Healthy Health Checks?

Here is a little story that happened to a friend of mine a few years ago. Users of his web application started to complain about the system being broken and not responding anymore. The curious thing was that the operation team was not aware of any issue. After checking with them, it appeared that the monitor they had in place for this web application was simply checking if an HTTP response was received. Any response. Even a 500 one!

This sounds naive and ridiculous but setting up application monitoring is a subject that is a little more hairy than it appears at first glance. Consider another more recent case that came to my attention: in this case, the application was still replying positively to its health check monitor but was not functioning properly, as it was unable to access required file system resources. Again, the end users were affected while the monitoring was happily receiving correct responses from the application.

So how can we, software developers, create health checks that operations can rely on?

Taking the canonical multi-tiered web application as an example, the following schema shows an health check that is too shallow to be useful (in red) and one that exercises the full layer depth (in green).
While it is clear that the shallow approach brings little value, as far as end user quality of service is concerned, why do not we always shoot for the deep approach then?

Well, if you consider how a serious load balancer appliance (like BIG-IP) works, you will realize that if performs health checks very regularly (by default every 5 seconds) in order to have the most up to date view of the sanity of the members of the pools it handles. Bearing this mind, if an health check request would exercise the full depth of an application, you would have a permanent load added to your system, which would increase the strain on your diverse resources, down to the database itself. With a farm of n servers, the cumulated strain induced by the health check requests on all the members of it would start to be non negligible on any shared resource.

My take on this would be the following: create an internal watchdog that evaluates the sanity of the application at a reasonable pace and report the current state of this watchdog when a monitor requests a health check from the application.

As shown in the above schema, the watchdog life cycle is uncoupled from the health check one, which allows to reduce strain on the underlying resources while allowing the monitoring environment to become aware of an application issue almost as soon as the application realizes it itself (because the monitor polling frequency will be kept high).

What is your own experience in this field and what is the path you have followed in order to build dependable health checks?

1 comment:

Perrine said...

The monitoring policy is not an easy case to manage.

Ie : you may check the availbility the components of your application : database, applications servers, webservers, proxies and so on
It is the systems check.

You may also check your application itself with some scenarii.
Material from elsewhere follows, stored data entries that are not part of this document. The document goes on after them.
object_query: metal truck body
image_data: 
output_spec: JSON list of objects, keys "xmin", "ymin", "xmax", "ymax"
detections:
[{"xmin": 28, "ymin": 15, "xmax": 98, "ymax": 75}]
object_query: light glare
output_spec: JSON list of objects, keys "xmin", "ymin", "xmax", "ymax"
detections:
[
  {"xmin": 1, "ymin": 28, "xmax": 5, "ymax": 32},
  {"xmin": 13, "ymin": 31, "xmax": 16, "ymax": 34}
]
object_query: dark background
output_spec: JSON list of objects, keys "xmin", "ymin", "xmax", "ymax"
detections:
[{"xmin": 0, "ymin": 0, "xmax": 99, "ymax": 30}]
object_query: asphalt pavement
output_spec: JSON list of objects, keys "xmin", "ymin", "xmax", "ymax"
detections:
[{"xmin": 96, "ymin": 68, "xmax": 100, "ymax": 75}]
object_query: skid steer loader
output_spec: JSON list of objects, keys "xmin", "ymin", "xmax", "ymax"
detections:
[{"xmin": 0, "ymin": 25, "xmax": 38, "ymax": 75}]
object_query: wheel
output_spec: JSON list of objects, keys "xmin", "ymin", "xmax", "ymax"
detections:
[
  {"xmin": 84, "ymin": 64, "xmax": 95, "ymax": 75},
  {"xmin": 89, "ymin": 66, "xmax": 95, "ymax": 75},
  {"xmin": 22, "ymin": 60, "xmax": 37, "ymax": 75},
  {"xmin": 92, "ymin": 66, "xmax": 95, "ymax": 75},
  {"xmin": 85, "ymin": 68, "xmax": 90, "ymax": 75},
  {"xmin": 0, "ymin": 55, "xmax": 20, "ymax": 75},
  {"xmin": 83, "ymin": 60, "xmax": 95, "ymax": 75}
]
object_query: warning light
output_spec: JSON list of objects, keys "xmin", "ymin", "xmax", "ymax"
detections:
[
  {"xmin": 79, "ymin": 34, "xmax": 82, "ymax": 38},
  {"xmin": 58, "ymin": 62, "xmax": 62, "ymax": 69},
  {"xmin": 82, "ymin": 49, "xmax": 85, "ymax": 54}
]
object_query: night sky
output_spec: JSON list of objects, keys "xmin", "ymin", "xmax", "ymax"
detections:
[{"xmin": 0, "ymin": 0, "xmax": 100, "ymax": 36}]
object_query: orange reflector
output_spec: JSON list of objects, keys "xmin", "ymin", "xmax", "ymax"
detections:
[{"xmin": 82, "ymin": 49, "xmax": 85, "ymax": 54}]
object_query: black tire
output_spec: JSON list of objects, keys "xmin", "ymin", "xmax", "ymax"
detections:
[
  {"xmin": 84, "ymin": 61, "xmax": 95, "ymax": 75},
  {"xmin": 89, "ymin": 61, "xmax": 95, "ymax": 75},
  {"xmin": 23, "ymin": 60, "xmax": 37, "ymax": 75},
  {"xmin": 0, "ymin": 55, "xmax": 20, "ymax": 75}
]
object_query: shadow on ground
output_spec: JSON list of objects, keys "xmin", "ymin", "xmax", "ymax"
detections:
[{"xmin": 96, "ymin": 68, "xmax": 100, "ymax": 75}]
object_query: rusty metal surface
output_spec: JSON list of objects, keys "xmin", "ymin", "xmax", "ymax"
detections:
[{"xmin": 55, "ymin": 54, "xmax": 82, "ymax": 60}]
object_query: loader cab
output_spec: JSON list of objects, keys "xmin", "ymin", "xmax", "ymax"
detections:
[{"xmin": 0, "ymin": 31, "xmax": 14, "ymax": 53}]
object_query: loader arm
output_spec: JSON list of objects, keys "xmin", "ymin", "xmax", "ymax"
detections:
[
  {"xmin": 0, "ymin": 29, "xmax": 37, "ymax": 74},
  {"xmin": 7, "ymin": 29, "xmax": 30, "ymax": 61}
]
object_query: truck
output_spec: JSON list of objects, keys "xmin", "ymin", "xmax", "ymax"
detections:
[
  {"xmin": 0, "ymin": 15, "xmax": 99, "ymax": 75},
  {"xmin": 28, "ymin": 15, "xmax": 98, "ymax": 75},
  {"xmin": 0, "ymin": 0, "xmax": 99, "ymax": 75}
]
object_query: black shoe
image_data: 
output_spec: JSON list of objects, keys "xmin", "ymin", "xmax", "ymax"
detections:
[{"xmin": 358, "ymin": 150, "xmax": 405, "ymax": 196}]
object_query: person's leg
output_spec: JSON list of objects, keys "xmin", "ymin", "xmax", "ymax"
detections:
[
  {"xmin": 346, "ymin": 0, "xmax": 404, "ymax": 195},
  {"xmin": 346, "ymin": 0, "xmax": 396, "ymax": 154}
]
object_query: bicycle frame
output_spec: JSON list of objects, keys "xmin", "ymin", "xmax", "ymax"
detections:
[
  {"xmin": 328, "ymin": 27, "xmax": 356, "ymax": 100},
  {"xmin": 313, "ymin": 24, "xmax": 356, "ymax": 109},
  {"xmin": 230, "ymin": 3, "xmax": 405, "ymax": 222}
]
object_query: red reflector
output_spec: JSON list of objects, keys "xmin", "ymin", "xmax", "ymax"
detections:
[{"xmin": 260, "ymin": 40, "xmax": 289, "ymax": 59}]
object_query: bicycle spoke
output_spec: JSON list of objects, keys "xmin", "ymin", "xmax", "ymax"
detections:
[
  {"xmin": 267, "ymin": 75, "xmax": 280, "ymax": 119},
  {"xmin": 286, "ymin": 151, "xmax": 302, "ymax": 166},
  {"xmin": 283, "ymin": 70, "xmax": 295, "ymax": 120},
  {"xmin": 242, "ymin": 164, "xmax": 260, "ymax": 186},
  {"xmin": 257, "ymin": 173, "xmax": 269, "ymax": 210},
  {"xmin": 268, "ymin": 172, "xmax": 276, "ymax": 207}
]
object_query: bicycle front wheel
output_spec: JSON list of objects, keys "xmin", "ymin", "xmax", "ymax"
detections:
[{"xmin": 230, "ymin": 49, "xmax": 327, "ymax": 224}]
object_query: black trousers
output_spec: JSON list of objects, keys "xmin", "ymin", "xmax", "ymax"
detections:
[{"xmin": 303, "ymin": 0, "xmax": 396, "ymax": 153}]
It is the functional monitoring.

The third aspect is the load of your monitoring ( network, cpu, I/O, logging, ... )

The way I prefer, for system, is high frequency local simple check and a more powerful check if something goes wrong.

On application side, it is more difficult as developement team must be involved to make the application be able to check itself and release alerts.
Components must watch other components which are linked and some deprecated process must be planned.
I.E connexion lost implies requests can't be fullfilled.
It is simply error management which connect to the monitoring process.

Databases are a good example with statistics collect and analyze to detect and anticipate malfunction.

Then a well documented recovery policy must indicate the way to restore the service.

Simple to say, very difficult to implement as monitoring is event and message management with no standard at all.